2. A new paper published in the Harvard Environmental Law Review – by David Arkush of Public Citizen and Donald Braman of the George Washington University Law School – posits whether fossil fuel companies should be charged with homicide. The authors argue these corporations “have not simply been lying to the public, they have been killing members of the public at an accelerating rate, and prosecutors should bring that crime to the public’s attention.”
3. In the wake of the Silicon Valley Bank collapse, Senate Health, Education, Labor, and Pensions Committee Chairman Bernie Sanders has introduced legislation that would bar big bank executives from serving on Federal Reserve Boards. Chairman Sanders said “The Fed has got to become a more democratic institution that is responsive to the needs of working people and the middle class.”
4. The Huffington Post reports that Rep. Ilhan Omar has introduced a bill to “Condemn Anti-Muslim Hate.” The bill was crafted to honor the 51 Muslims killed in Christchurch, New Zealand in 2019, and it was introduced on the first day of Ramadan. Omar is quoted saying “We...know that this increase in hate is not isolated to only Muslims. Church bombings, synagogue attacks, and racial hate crimes are also on the rise. In order to confront the evils of religious bigotry and hatred, we must come to understand that all our destinies are linked.”
5. An investigation by Morgan Baskin of DCist found that “local developers are buying rent-controlled apartments, clearing out existing tenants, and marketing to housing choice voucher holders” because the DC Housing Authority engages in routine over-payments. In so doing, these developers are “eroding affordable housing.”
6. In Brazil, Democracy Now! reports that the Lula government has successfully removed “almost all illegal gold mining operations…from Yanomami Indigenous territory.” Lula campaigned on the promise to remove these mining operations, which have “displaced people, devastated the land and food resources, and contaminated rivers with mercury.”
7. Ever have a hard time canceling a subscription or recurring fee online? In a video by More Perfect Union, FTC Chair Lina Khan explained how the agency is taking aim at a pervasive corporate manipulation tactic nicknamed “click to subscribe, call to cancel” in which companies make it easy to sign up for a service, but make it very difficult to cancel it. The new rule – called “click to cancel” – would mandate that (1) it must be as easy to cancel a service as it is to sign up for it and (2) consumers must be able to cancel using the same method they used to sign up.
8. From PBS: In Florida, Governor DeSantis is expanding the “Don’t Say Gay” censorship law to high-schools. Supporters of this bill had previously insisted that it was only intended to curtail discussions of sensitive topics for young children. This expansion clearly undermines that argument.
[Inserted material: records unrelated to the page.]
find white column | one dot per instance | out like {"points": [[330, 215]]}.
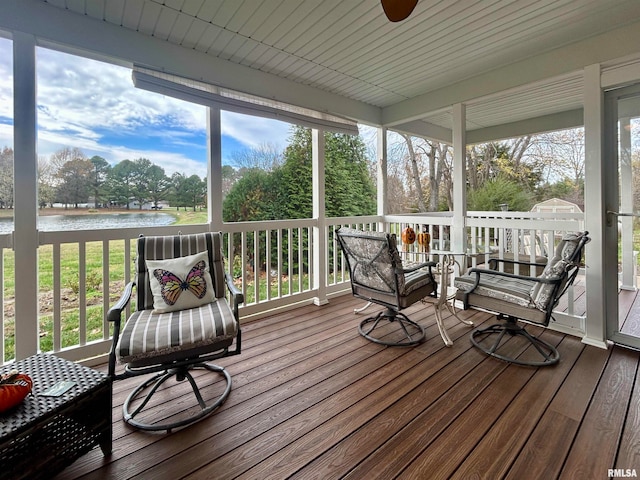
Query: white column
{"points": [[458, 234], [319, 237], [382, 191], [626, 206], [214, 169], [25, 237], [595, 213]]}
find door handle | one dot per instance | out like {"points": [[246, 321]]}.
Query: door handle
{"points": [[611, 214], [623, 214]]}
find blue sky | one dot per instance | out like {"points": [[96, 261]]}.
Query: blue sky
{"points": [[94, 106]]}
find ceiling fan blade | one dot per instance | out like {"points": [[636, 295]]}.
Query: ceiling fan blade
{"points": [[398, 10]]}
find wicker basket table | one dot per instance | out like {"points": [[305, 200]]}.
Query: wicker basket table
{"points": [[43, 435]]}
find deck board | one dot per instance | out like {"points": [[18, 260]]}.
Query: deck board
{"points": [[313, 399]]}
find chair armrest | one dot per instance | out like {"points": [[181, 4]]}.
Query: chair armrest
{"points": [[416, 266], [479, 271], [115, 313], [493, 261]]}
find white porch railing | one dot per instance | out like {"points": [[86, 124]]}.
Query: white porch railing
{"points": [[272, 262]]}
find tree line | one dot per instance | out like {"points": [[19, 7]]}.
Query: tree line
{"points": [[70, 178]]}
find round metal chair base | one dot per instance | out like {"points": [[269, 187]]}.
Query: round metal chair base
{"points": [[154, 383], [412, 332], [491, 340]]}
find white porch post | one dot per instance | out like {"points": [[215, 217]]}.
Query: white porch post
{"points": [[319, 240], [25, 237], [214, 169], [382, 199], [458, 234], [626, 205], [595, 209]]}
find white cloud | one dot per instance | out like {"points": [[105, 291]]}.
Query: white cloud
{"points": [[93, 106], [255, 131]]}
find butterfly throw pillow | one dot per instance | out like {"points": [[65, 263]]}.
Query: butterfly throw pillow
{"points": [[180, 283]]}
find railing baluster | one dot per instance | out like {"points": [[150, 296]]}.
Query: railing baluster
{"points": [[57, 292]]}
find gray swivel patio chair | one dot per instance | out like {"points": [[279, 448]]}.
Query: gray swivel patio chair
{"points": [[182, 322], [378, 275], [521, 298]]}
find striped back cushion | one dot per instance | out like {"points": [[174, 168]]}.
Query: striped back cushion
{"points": [[161, 248]]}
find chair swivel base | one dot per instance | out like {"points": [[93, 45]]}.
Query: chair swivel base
{"points": [[412, 332], [156, 381], [491, 340]]}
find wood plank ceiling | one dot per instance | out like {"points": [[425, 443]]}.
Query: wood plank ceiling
{"points": [[349, 48]]}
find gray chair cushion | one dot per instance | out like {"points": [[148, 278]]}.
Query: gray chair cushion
{"points": [[512, 290], [149, 338]]}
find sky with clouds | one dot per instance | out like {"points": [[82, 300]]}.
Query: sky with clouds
{"points": [[94, 106]]}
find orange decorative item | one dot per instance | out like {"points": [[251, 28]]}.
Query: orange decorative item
{"points": [[14, 387], [408, 236], [424, 239]]}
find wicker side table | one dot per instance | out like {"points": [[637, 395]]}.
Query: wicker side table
{"points": [[43, 435]]}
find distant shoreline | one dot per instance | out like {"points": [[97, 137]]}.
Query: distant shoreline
{"points": [[8, 212]]}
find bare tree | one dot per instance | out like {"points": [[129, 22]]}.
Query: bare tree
{"points": [[265, 157]]}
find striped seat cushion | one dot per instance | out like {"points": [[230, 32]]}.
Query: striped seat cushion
{"points": [[149, 338]]}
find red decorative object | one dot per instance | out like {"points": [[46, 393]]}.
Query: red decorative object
{"points": [[408, 236], [424, 239], [14, 387]]}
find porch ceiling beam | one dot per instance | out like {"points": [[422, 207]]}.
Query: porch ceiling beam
{"points": [[545, 123], [422, 129], [617, 43], [84, 34]]}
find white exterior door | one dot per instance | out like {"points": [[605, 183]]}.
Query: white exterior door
{"points": [[622, 123]]}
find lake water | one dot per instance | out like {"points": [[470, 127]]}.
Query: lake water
{"points": [[51, 223]]}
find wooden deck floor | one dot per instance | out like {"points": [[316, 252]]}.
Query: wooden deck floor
{"points": [[313, 399]]}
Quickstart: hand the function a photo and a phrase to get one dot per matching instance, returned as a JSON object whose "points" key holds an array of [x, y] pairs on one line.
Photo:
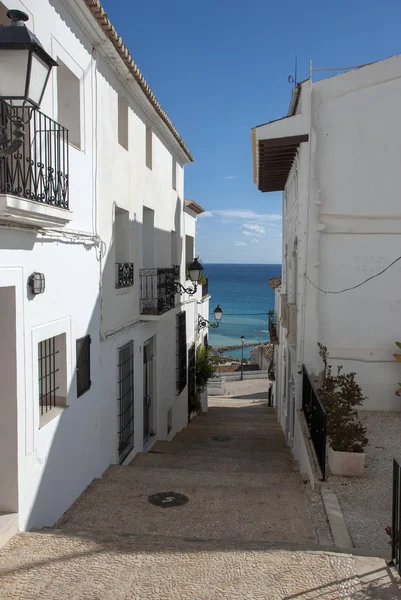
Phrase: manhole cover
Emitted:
{"points": [[168, 499]]}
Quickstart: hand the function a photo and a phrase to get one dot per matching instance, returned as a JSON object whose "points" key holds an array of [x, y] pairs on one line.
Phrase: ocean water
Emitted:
{"points": [[245, 297]]}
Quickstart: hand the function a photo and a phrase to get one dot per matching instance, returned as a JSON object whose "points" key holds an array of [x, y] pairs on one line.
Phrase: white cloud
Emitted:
{"points": [[255, 228], [246, 214]]}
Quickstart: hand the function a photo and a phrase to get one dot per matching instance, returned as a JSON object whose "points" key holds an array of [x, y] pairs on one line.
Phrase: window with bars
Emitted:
{"points": [[181, 352], [126, 400], [52, 376], [83, 365]]}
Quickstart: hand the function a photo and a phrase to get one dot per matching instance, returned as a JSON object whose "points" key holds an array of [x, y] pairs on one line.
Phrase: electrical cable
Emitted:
{"points": [[354, 286]]}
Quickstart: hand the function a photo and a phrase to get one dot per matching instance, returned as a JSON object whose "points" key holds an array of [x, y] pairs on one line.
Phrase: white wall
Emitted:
{"points": [[341, 206], [58, 460], [358, 182]]}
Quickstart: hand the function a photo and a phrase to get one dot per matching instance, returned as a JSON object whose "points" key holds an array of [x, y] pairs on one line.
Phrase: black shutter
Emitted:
{"points": [[83, 365], [181, 352]]}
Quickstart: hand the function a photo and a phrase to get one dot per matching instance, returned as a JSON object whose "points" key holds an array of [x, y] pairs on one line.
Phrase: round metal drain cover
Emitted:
{"points": [[168, 499]]}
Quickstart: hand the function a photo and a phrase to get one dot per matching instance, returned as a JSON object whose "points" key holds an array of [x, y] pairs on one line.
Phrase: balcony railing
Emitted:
{"points": [[315, 415], [157, 290], [33, 157], [205, 287], [272, 326], [124, 275]]}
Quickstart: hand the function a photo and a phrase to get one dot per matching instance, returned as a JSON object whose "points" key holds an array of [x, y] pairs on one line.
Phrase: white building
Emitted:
{"points": [[335, 156], [94, 369]]}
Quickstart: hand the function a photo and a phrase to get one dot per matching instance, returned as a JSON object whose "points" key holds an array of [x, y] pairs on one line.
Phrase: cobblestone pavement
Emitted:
{"points": [[246, 532]]}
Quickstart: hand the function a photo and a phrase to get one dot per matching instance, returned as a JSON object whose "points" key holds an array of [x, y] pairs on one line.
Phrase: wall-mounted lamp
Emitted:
{"points": [[36, 283], [24, 64], [195, 273], [203, 323]]}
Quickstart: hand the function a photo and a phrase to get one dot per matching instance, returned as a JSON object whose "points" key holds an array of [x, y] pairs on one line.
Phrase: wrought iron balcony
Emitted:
{"points": [[124, 275], [205, 287], [33, 157], [272, 326], [157, 290]]}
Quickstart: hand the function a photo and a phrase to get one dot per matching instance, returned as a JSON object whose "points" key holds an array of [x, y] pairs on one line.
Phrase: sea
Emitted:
{"points": [[245, 297]]}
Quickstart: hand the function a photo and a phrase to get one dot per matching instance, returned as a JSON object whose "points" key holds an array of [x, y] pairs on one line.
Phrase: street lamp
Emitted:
{"points": [[195, 274], [24, 64], [202, 322], [242, 357]]}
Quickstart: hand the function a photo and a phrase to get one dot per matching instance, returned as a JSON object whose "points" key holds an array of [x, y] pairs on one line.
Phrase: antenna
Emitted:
{"points": [[293, 79]]}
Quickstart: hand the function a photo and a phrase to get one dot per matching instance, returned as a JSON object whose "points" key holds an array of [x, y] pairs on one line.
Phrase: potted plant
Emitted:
{"points": [[341, 394], [199, 374]]}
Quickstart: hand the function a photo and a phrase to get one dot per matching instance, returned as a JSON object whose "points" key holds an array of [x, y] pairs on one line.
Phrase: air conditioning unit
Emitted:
{"points": [[283, 311], [292, 324]]}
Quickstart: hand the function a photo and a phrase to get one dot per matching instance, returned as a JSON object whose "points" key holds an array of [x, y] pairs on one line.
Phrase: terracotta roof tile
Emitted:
{"points": [[102, 19]]}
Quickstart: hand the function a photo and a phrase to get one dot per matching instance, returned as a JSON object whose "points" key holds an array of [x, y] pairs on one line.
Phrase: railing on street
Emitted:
{"points": [[272, 327], [33, 156], [316, 418], [396, 524], [157, 290]]}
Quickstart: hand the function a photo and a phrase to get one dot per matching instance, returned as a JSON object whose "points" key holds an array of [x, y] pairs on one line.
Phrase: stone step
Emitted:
{"points": [[212, 512], [217, 465], [133, 473]]}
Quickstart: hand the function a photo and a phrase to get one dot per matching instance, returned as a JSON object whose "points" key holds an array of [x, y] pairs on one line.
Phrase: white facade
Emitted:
{"points": [[341, 224], [126, 205]]}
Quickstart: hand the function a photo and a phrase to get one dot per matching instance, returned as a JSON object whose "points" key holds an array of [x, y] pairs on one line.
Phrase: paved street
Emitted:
{"points": [[245, 532]]}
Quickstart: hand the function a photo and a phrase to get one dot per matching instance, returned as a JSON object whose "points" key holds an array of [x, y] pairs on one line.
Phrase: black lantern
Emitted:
{"points": [[195, 271], [36, 283], [202, 322], [195, 274], [24, 64]]}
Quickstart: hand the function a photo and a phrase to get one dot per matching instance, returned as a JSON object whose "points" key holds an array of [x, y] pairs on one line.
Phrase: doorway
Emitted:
{"points": [[8, 421], [126, 400], [148, 390]]}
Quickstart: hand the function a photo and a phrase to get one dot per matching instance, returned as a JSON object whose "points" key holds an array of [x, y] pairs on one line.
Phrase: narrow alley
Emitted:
{"points": [[241, 526]]}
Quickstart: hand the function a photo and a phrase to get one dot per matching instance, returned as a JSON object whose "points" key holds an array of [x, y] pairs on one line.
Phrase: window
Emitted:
{"points": [[174, 175], [124, 268], [149, 157], [169, 419], [126, 400], [52, 377], [181, 352], [123, 122], [83, 365], [189, 250], [69, 102]]}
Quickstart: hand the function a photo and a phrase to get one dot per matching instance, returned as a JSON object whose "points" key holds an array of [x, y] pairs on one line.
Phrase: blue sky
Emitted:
{"points": [[219, 68]]}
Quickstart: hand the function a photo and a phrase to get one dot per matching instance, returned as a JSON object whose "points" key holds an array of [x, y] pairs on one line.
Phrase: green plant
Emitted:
{"points": [[340, 394], [198, 376]]}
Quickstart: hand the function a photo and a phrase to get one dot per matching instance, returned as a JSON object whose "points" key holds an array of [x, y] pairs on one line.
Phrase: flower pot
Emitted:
{"points": [[346, 464]]}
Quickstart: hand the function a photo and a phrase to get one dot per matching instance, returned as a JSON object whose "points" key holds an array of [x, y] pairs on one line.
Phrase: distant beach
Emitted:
{"points": [[246, 298]]}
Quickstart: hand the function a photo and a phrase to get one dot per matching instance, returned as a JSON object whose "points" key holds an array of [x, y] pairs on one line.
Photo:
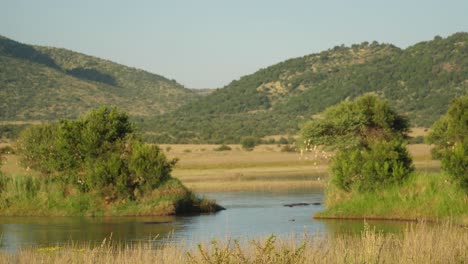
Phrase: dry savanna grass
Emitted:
{"points": [[202, 168], [265, 168], [419, 243]]}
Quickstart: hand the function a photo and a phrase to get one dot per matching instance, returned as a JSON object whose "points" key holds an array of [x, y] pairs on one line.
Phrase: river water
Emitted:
{"points": [[248, 215]]}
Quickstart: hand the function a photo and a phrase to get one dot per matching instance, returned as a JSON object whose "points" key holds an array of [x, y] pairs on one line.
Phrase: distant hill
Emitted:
{"points": [[419, 81], [44, 83]]}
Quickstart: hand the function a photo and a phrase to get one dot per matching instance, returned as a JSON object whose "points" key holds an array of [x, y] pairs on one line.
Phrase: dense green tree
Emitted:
{"points": [[100, 152], [249, 143], [450, 137], [369, 138]]}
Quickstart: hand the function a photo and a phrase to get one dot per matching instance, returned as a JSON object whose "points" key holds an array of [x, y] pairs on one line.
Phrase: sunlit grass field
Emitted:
{"points": [[201, 168]]}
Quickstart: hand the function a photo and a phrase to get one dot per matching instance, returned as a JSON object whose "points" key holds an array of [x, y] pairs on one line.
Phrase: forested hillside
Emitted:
{"points": [[419, 82], [42, 83]]}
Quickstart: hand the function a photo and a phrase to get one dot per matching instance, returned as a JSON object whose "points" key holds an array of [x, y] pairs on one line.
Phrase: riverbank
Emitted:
{"points": [[34, 196], [419, 243], [424, 196]]}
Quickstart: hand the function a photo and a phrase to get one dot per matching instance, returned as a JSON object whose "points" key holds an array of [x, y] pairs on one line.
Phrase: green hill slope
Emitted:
{"points": [[42, 83], [419, 81]]}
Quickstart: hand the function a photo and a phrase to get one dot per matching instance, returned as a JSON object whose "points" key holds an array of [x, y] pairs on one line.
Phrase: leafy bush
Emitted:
{"points": [[450, 136], [7, 150], [222, 148], [383, 163], [288, 148], [100, 151], [248, 143]]}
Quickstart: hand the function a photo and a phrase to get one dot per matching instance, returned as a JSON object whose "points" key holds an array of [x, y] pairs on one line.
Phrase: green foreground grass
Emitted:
{"points": [[419, 243], [36, 196], [430, 196]]}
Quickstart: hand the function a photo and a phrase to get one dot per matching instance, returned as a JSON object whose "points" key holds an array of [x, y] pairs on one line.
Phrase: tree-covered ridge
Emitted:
{"points": [[42, 83], [418, 81]]}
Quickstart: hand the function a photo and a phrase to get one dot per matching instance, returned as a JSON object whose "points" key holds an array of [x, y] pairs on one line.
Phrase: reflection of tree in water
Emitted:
{"points": [[355, 227], [45, 231]]}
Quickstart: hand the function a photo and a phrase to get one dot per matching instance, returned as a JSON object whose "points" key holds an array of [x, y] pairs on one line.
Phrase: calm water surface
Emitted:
{"points": [[248, 215]]}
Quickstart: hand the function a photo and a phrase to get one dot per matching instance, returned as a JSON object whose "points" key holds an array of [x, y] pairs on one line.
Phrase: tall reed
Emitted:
{"points": [[419, 243]]}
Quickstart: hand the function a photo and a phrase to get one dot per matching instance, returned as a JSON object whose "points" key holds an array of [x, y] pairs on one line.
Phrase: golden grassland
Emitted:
{"points": [[265, 168], [201, 168], [418, 243]]}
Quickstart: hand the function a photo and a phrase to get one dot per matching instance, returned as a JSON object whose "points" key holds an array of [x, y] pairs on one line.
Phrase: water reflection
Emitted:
{"points": [[249, 215], [45, 231]]}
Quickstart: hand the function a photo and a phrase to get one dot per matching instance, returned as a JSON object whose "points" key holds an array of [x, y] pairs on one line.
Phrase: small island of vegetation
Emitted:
{"points": [[372, 174], [96, 165]]}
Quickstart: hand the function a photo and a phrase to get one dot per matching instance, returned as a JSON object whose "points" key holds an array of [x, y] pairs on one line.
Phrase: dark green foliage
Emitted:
{"points": [[416, 140], [249, 143], [369, 137], [7, 150], [288, 148], [99, 152], [450, 136], [10, 131], [381, 164], [356, 123]]}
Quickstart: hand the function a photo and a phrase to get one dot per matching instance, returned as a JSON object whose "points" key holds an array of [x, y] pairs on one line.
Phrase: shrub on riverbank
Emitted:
{"points": [[96, 165], [38, 196], [433, 196], [450, 137], [369, 138], [420, 243]]}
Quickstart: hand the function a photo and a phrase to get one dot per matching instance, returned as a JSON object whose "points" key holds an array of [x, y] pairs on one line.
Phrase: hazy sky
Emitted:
{"points": [[208, 43]]}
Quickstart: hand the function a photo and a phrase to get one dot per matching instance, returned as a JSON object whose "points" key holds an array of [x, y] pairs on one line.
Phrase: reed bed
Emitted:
{"points": [[419, 243]]}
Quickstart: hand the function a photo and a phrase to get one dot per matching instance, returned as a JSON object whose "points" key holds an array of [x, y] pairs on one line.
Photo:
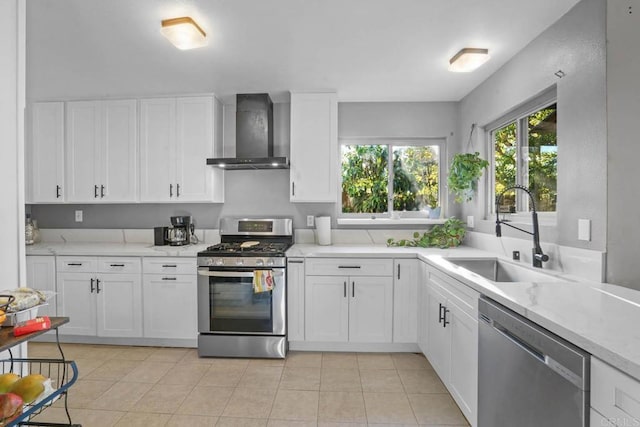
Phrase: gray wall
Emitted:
{"points": [[623, 106], [575, 44]]}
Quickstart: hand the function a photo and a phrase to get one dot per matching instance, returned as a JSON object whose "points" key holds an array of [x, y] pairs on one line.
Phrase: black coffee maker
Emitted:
{"points": [[180, 233]]}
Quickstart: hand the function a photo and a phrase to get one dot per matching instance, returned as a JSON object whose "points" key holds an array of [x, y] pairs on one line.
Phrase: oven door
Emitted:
{"points": [[227, 303]]}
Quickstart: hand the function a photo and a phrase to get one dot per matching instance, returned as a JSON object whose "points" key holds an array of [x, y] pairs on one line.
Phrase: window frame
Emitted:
{"points": [[390, 142], [519, 116]]}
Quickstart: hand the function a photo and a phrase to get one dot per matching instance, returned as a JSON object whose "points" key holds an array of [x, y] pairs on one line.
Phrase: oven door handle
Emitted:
{"points": [[209, 273]]}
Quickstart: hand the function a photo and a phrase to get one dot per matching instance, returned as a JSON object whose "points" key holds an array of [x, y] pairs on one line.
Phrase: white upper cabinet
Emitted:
{"points": [[314, 147], [101, 151], [45, 154], [177, 135]]}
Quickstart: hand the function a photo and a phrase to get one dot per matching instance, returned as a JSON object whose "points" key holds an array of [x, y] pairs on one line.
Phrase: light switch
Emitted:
{"points": [[584, 229], [470, 222]]}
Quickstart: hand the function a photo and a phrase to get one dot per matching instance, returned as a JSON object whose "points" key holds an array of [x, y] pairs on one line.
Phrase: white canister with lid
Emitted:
{"points": [[323, 230]]}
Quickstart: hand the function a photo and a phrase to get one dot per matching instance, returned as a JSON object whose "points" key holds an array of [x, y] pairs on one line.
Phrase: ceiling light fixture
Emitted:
{"points": [[184, 33], [468, 59]]}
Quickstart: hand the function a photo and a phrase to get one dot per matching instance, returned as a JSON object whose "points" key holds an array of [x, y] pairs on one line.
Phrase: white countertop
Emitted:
{"points": [[602, 319], [113, 249]]}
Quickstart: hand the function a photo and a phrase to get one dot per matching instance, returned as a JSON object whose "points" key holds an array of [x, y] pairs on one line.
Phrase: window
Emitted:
{"points": [[526, 153], [411, 174]]}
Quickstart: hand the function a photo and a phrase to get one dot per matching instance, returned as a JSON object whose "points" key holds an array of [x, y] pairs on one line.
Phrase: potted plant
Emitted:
{"points": [[447, 235], [466, 169]]}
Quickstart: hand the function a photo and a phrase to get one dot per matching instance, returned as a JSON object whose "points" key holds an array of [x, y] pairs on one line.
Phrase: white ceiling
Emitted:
{"points": [[366, 50]]}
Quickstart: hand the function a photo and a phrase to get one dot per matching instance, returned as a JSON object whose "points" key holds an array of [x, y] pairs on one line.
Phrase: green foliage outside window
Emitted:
{"points": [[541, 161], [365, 178]]}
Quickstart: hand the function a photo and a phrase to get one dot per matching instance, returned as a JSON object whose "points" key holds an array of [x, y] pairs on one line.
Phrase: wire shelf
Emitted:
{"points": [[63, 374]]}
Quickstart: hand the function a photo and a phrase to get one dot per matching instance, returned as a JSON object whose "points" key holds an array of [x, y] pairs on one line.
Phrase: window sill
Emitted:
{"points": [[389, 221]]}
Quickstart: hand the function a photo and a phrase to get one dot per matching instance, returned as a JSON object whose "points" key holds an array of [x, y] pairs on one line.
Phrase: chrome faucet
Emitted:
{"points": [[538, 256]]}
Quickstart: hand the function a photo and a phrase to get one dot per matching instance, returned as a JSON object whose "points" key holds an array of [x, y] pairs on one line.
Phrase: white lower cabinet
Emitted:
{"points": [[295, 299], [41, 275], [452, 345], [406, 277], [349, 309], [615, 396], [101, 296], [170, 299]]}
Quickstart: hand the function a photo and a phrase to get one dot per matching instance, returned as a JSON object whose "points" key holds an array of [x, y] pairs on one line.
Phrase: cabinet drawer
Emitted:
{"points": [[466, 298], [349, 267], [79, 264], [119, 265], [169, 265], [615, 394]]}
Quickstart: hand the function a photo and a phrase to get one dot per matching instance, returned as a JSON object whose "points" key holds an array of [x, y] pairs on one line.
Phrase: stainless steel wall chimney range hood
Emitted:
{"points": [[254, 136]]}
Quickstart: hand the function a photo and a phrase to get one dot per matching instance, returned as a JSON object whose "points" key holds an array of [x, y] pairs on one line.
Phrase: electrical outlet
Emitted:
{"points": [[584, 229], [470, 222]]}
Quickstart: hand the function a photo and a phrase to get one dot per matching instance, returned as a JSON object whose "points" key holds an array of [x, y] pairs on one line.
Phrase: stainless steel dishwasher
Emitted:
{"points": [[527, 376]]}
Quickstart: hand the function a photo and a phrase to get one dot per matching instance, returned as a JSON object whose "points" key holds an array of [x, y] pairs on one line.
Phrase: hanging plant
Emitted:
{"points": [[464, 173], [447, 235]]}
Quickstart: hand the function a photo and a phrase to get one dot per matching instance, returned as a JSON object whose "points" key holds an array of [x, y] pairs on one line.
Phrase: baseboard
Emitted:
{"points": [[359, 347]]}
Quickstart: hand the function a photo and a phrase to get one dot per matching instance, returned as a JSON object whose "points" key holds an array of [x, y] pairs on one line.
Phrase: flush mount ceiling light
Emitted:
{"points": [[468, 59], [184, 33]]}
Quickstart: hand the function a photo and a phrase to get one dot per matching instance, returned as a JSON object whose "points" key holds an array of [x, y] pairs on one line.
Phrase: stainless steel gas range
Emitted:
{"points": [[242, 289]]}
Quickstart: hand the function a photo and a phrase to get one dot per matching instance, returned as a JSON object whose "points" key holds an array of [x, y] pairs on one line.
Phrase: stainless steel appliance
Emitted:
{"points": [[254, 136], [234, 320], [527, 376], [180, 233]]}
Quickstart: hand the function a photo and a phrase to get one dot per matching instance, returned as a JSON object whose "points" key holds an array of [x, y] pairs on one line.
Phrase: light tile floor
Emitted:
{"points": [[152, 386]]}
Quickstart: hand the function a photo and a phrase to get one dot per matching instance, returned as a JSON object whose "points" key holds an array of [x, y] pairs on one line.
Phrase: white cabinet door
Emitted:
{"points": [[194, 144], [423, 310], [371, 309], [170, 306], [76, 300], [596, 419], [118, 153], [157, 149], [45, 153], [83, 132], [405, 300], [295, 299], [463, 382], [314, 147], [439, 345], [119, 305], [326, 309], [41, 275]]}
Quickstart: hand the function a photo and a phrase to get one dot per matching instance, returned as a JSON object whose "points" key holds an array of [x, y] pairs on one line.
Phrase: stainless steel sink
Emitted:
{"points": [[498, 270]]}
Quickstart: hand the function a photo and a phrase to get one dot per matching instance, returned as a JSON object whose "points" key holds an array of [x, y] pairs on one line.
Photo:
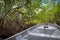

9. In Chicago, the International Committee of the Democratic Socialists of America hosted Cuban Ambassador Lianys Torres Rivera at the 35th Ward - 8th District Office for a meeting with local elected officials and faith leaders. They discussed the harmful U.S. embargo and strengthening goodwill between the people of Cuba and the United States. This meeting was attended by Cook County Commissioner Anthony J. Quezada and Aldermen Carlos Ramirez-Rosa, Byron Sigcho Lopez, and Rossana Rodriguez.
10. From the New York Times: At a chocolate factory in Reading, Pennsylvania, a massive explosion has left at least seven dead and more missing. Activists are calling for a thorough and swift investigation into the factory’s owners, the R.M. Palmer Company.